O programa “Incorpora” da Fundação “la Caixa” tem sido um suporte fundamental para mais de 1.600 pessoas em situação de vulnerabilidade em 2025. Este grupo inclui migrantes, indivíduos com mais de 45 anos e pessoas em desemprego de longa duração. Bruno Coutinho, responsável pelo programa em Portugal, destacou que o objetivo principal é facilitar o acesso ao emprego para aqueles que enfrentam dificuldades.

O “Incorpora” considera várias categorias de vulnerabilidade, como pessoas com deficiência, vítimas de violência de género e jovens que não estão a trabalhar nem a estudar. Existem três formas de acesso ao programa: por iniciativa própria, através do Instituto do Emprego e Formação Profissional (IEFP) ou por referência de entidades sociais.

A iniciativa conta com uma rede de 53 entidades sociais, que disponibilizam 118 técnicos de intermediação laboral. Estes profissionais não só acompanham os candidatos, mas também realizam um trabalho de prospeção junto das empresas, identificando as suas necessidades de recrutamento. Os técnicos ajudam a traçar um perfil de empregabilidade e a construir um itinerário personalizado para cada candidato.

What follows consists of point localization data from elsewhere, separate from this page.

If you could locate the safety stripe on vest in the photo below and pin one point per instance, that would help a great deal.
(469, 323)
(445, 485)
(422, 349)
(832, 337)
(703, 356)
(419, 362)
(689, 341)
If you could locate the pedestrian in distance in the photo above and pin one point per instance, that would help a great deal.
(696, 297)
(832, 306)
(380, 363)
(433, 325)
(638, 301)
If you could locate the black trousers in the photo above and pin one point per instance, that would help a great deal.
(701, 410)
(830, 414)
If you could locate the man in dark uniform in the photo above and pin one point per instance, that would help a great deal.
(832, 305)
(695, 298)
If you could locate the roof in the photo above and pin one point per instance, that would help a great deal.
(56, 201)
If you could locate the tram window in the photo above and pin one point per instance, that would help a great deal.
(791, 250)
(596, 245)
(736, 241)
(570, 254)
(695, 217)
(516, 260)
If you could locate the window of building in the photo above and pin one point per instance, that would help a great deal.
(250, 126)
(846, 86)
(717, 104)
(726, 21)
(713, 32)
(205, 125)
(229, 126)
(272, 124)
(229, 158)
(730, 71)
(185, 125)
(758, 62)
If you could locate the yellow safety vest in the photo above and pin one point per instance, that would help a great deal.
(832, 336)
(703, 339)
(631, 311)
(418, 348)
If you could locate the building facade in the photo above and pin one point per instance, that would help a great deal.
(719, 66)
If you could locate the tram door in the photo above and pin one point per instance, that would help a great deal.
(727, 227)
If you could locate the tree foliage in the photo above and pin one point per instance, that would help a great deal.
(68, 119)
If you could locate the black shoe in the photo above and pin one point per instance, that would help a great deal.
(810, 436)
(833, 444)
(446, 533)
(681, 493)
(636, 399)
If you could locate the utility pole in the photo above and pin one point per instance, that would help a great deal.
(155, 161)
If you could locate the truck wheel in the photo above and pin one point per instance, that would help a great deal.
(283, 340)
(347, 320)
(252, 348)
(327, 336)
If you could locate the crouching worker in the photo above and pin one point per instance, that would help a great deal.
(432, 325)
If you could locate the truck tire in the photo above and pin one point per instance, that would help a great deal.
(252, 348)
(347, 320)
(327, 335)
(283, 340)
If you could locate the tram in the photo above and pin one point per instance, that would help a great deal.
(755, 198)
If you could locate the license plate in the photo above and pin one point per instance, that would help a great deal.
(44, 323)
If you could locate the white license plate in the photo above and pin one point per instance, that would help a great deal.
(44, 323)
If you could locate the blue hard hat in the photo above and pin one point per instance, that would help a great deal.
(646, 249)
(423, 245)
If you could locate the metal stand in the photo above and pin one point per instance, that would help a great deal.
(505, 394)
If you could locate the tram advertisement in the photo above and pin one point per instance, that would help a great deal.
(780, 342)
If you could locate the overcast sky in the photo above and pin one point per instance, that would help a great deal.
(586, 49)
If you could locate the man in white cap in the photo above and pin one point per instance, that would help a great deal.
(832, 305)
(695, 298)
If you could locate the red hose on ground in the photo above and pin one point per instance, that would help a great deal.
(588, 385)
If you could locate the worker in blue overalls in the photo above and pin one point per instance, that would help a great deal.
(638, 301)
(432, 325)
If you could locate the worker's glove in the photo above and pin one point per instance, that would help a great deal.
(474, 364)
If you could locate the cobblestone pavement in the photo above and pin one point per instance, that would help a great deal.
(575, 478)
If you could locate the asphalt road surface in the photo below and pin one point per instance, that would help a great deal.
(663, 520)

Bruno Coutinho sublinha que a abordagem é centrada na pessoa, permitindo que cada indivíduo participe ativamente no seu processo de inserção. Ele enfatiza que, independentemente da sua situação, essas pessoas têm sonhos e objetivos que desejam alcançar.

As empresas também têm um papel crucial no programa. Elas podem participar através dos técnicos de intermediação ou por meio de referências de clientes do BPI. Quando uma empresa partilha uma oportunidade de trabalho, essa informação é disseminada entre as 53 entidades sociais, aumentando as chances de encontrar o perfil adequado.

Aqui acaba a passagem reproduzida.